Hace tres años la institución penitenciaria reaccionó con rapidez ante algunos intentos desesperados de paralizar la desaparición del inmueble, como la aprobación por parte del Ayuntamiento del inicio del expediente para la catalogación del edificio, que no dio tiempo a tramitar; la creación de un movimiento ciudadano en defensa de este espacio, que no tuvo la respuesta deseada a pie de calle, donde se acabó entrando en el manido debate de los dos bandos políticos; y el inicio del proceso de declaración de la cárcel como Lugar de Memoria Democrática por parte de la Junta de Andalucía, que entra ahora, tres años después, en recta final.

Nada de ello sirvió para detener la demolición y las intenciones de convertir el lugar en un solar para ponerlo a la venta como espacio destinado a la construcción de viviendas. Esa es la idea de la Sociedad de Infraestructuras y Equipamientos Penitenciarios después de un primer intento de venta de todo el edificio que resultó infructuoso. Ni siquiera se pudo frenar de manera cautelar hasta que se resolvieran los expedientes y trámites iniciados.
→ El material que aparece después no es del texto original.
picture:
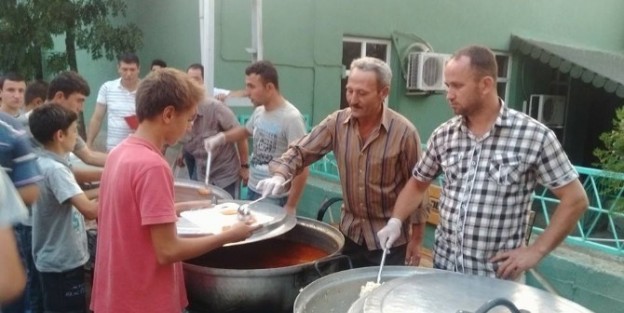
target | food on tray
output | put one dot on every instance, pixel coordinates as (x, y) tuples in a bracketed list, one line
[(220, 217), (229, 211), (204, 191), (368, 288), (228, 208)]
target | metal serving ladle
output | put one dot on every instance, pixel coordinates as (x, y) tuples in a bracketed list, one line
[(208, 161), (244, 211), (383, 261)]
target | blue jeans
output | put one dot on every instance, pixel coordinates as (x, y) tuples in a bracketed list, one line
[(65, 292), (32, 298), (252, 195)]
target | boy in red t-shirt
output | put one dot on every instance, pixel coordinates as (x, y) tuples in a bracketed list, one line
[(137, 266)]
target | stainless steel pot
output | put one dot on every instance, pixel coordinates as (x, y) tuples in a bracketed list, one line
[(338, 291), (235, 289)]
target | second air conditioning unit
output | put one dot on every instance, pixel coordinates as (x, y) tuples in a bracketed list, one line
[(425, 71), (548, 109)]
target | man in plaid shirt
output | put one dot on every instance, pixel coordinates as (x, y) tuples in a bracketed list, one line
[(492, 158)]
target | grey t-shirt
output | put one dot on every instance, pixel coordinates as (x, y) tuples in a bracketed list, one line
[(272, 132), (214, 117), (12, 210), (59, 238)]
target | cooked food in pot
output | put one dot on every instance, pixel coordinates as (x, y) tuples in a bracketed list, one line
[(368, 288)]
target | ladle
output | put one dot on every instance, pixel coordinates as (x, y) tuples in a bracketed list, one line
[(208, 161), (243, 210), (383, 261)]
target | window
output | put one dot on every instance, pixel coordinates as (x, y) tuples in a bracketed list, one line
[(353, 48), (504, 68)]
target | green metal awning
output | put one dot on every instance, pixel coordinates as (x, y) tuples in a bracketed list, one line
[(602, 69)]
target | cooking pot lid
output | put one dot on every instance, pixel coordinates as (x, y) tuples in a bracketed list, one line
[(442, 291), (212, 220), (188, 190)]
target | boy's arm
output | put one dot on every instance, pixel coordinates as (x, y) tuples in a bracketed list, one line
[(92, 193), (12, 275), (29, 193), (86, 175), (170, 248), (88, 208)]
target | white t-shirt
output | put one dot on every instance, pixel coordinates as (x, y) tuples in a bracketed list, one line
[(119, 103)]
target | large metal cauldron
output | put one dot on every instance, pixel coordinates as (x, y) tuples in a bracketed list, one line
[(424, 290), (338, 291), (235, 284)]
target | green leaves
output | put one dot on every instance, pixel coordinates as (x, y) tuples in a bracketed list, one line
[(28, 29)]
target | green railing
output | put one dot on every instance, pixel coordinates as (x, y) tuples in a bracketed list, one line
[(601, 227)]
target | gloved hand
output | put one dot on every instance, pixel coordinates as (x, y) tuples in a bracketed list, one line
[(214, 141), (389, 234), (271, 186)]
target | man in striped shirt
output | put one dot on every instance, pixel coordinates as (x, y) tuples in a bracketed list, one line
[(116, 98), (20, 162), (492, 158), (375, 148)]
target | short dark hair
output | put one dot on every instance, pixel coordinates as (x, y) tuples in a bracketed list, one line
[(196, 66), (47, 119), (36, 89), (158, 62), (265, 70), (482, 60), (12, 76), (68, 82), (128, 58), (163, 88)]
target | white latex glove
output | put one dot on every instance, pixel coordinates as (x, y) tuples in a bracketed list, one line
[(214, 141), (271, 186), (389, 234)]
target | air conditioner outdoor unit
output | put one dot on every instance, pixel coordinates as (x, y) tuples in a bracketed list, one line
[(425, 71), (548, 109)]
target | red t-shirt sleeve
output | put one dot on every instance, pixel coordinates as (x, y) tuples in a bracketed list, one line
[(156, 196)]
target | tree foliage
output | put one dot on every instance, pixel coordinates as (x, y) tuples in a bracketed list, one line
[(28, 27), (611, 158)]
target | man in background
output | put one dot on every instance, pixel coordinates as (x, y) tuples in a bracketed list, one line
[(157, 64), (116, 99), (274, 124), (229, 164), (12, 93)]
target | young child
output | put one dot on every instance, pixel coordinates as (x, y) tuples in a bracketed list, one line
[(137, 265), (59, 238)]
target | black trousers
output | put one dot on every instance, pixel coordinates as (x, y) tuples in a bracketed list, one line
[(64, 292)]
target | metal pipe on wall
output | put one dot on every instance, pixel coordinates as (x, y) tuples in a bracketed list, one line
[(206, 39)]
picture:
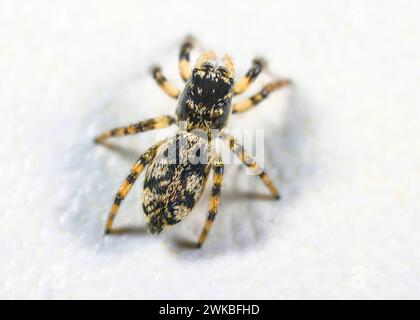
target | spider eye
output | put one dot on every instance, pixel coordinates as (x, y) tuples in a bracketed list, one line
[(207, 66)]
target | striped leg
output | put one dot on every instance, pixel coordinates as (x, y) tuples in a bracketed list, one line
[(214, 200), (251, 75), (184, 58), (252, 164), (251, 102), (146, 125), (128, 183), (165, 85)]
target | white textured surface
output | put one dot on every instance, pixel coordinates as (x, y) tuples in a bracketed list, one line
[(344, 145)]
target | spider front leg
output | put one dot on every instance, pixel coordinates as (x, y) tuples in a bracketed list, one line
[(218, 167), (146, 125), (184, 58), (251, 75), (125, 188), (252, 164), (251, 102), (164, 84)]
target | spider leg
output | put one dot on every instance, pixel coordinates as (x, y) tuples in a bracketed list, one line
[(125, 188), (218, 167), (184, 58), (250, 76), (146, 125), (251, 102), (164, 84), (248, 160)]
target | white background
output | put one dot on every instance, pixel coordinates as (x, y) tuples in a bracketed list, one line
[(343, 145)]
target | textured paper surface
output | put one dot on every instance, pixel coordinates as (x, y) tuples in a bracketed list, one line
[(343, 146)]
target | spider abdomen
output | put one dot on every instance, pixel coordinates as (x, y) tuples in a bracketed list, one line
[(175, 180)]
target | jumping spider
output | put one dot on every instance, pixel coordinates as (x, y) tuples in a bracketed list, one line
[(171, 190)]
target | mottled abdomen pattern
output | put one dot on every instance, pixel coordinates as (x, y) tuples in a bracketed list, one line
[(175, 180)]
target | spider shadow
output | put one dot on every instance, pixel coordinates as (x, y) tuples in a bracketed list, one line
[(247, 208)]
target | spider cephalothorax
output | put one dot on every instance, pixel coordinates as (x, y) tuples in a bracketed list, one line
[(174, 184), (206, 101)]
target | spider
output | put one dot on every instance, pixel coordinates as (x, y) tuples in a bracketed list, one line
[(172, 189)]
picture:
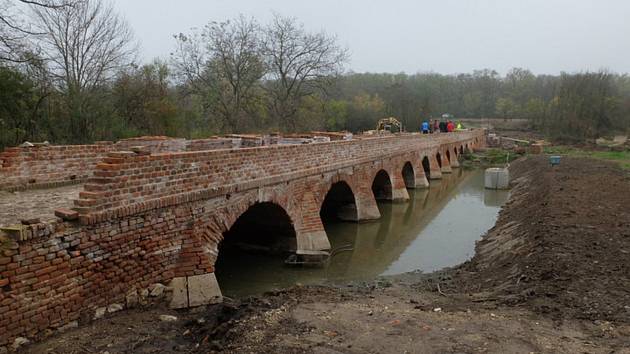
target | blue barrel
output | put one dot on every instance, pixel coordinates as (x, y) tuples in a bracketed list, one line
[(554, 160)]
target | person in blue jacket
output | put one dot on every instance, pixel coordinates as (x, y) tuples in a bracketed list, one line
[(425, 127)]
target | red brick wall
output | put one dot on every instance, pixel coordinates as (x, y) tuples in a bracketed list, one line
[(61, 272), (147, 219), (125, 183)]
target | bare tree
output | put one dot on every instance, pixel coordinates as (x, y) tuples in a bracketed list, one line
[(223, 62), (16, 29), (300, 64), (84, 45)]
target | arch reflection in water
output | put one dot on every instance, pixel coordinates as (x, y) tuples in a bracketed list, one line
[(437, 228)]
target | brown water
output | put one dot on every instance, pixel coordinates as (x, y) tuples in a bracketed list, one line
[(437, 228)]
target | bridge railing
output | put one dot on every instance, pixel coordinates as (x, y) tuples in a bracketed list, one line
[(126, 183)]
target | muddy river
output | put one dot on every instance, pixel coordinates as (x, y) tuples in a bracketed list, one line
[(437, 228)]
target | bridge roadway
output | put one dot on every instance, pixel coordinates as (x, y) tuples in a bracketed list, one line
[(160, 218)]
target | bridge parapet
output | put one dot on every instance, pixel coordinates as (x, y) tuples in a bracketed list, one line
[(126, 183)]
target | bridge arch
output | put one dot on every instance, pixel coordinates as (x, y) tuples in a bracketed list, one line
[(426, 166), (339, 203), (263, 226), (382, 186), (409, 175)]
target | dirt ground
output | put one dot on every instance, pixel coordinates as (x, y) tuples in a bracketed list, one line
[(38, 203), (553, 276)]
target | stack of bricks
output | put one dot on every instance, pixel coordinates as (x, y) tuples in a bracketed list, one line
[(153, 144), (210, 144), (125, 183)]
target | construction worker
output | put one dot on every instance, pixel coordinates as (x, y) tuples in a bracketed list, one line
[(443, 127), (450, 126), (425, 127)]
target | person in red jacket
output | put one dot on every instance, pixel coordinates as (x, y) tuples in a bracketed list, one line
[(450, 127)]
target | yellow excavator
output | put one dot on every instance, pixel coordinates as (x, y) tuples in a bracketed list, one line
[(389, 124)]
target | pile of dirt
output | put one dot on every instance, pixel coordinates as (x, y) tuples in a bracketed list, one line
[(552, 276), (562, 244)]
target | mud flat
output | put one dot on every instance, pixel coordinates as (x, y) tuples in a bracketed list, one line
[(553, 276)]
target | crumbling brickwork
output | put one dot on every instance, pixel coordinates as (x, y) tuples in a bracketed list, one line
[(49, 166), (147, 219)]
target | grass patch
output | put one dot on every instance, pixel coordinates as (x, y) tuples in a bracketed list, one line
[(621, 157), (490, 157)]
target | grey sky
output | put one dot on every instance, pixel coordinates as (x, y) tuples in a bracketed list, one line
[(446, 36)]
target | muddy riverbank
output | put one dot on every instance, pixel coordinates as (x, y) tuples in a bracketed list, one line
[(552, 276)]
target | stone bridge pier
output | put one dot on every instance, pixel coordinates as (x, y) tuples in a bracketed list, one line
[(166, 217)]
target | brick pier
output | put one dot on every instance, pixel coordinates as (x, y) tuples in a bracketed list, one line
[(159, 217)]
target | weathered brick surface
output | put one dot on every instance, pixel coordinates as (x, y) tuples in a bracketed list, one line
[(149, 219), (48, 166)]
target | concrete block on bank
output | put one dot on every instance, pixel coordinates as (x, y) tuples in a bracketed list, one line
[(497, 178), (203, 289), (180, 293)]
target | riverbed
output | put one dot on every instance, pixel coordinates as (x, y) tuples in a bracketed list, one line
[(435, 229)]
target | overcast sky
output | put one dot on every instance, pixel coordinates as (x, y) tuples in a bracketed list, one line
[(446, 36)]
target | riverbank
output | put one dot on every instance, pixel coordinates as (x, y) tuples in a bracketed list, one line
[(552, 276)]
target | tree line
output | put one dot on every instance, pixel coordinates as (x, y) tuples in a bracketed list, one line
[(69, 73)]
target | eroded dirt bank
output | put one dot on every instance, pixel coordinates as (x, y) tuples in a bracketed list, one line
[(552, 276)]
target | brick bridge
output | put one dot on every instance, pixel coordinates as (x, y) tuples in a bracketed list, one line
[(160, 218)]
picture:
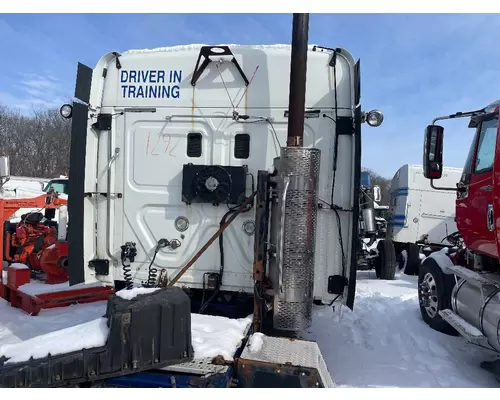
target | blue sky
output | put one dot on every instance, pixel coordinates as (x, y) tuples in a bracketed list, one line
[(413, 67)]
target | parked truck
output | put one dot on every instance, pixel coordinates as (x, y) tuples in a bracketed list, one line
[(421, 219), (459, 290), (376, 251), (173, 149)]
O quizá no interesó lo suficiente.

El hecho es que la declaración como Lugar de Memoria Democrática llegará para un edificio arrasado, reducido a escombros y convertido en un solar, a excepción de la fachada principal, de estilo neomudéjar, que Instituciones Penitenciarias tuvo el detalle de dejar en pie por considerar que «podría resultar de interés público». Un detalle, sí, porque nada ni nadie impedía echarla abajo.

Ahora, cuando el Consejo de Gobierno de la Junta de Andalucía tome la decisión definitiva, un cartel ante el solar y la fachada marcará que ése es un Lugar de Memoria Democrática. Y quizá con ello se abra una puerta para intentar que no acaben levantándose allí varias plantas de viviendas y que el espacio, conservando su fachada, pueda tener un uso público. Algo que siempre quiso el Ayuntamiento y la ciudad, aunque no lo demostraran lo suficiente cuando fue necesario.
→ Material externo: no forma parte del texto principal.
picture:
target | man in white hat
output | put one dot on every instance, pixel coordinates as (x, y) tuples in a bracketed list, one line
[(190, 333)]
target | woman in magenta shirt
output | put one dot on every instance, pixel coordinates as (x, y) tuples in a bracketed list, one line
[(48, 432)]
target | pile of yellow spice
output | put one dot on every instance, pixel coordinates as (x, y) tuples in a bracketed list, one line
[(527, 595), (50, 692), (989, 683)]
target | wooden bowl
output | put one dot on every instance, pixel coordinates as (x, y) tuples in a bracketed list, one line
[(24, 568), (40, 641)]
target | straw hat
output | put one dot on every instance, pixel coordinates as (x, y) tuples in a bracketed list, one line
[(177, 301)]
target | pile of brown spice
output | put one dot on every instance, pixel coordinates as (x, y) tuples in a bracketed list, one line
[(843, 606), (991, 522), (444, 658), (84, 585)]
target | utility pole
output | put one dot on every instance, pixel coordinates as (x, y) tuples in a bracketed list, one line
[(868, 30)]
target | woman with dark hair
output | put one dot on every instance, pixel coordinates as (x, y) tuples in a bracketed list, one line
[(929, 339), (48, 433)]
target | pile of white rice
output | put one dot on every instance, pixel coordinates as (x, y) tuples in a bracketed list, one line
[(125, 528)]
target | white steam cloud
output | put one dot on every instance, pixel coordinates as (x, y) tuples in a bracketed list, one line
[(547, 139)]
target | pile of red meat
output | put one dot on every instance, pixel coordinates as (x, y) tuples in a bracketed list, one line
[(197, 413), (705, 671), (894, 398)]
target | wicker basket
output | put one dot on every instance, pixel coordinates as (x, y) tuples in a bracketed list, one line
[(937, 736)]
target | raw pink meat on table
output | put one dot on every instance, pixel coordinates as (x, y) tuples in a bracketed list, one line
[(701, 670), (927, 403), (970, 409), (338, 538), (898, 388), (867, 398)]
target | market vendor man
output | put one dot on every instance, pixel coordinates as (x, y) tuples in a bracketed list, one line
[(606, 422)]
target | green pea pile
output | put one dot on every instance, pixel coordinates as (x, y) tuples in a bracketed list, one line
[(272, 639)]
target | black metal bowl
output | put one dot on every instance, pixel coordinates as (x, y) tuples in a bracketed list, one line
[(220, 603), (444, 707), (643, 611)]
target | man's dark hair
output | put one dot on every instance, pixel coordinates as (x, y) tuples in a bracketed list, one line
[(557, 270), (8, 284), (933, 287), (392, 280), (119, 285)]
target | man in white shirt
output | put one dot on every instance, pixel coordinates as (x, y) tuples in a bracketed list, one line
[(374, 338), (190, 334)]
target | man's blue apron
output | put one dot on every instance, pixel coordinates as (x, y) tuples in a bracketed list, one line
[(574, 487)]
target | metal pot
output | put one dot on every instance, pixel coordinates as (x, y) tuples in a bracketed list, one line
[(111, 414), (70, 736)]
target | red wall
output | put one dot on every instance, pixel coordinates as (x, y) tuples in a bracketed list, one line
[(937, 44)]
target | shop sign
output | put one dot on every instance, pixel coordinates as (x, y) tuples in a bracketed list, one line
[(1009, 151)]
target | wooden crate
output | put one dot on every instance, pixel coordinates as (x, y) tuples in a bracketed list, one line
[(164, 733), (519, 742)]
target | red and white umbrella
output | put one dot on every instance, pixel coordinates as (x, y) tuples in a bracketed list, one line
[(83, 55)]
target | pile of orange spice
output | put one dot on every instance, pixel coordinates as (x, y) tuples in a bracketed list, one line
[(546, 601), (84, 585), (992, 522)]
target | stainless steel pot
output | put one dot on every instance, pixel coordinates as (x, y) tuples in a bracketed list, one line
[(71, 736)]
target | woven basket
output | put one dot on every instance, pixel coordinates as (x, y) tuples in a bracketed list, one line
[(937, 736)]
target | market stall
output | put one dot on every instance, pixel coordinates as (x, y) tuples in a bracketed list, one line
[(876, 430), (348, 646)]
No obstante, el futuro está muy abierto, tanto como la normativa al respecto. De acuerdo con el decreto regulador de esta figura, la consideración de un emplazamiento como Lugar de Memoria Democrática obliga a la administración pública titular (en este caso el Ministerio del Interior) a garantizar su identificación, señalización, preservación y, en el caso de que experimente alguna transformación de importancia, a mantener una huella o registro permanente que sirva para recordar los hechos relacionados con el sitio.

Algo de historia

La cárcel vieja de Úbeda fue construida en 1927. Esta prisión representaba uno de los más notables ejemplos de la arquitectura historicista de la provincia de Jaén. Fue uno de los principales espacios de la represión franquista en el municipio, donde se aplicó la tortura para obtener confesiones. Desde allí los presos partían, primero hacia el salón de plenos, para ser sometidos a juicios sumarísimos. Y los condenados a pena de muerte eran asesinados ante una tapia del cementerio ubetense, cuya fosa común ya fue declarada Lugar de Memoria Democrática en enero de 2014.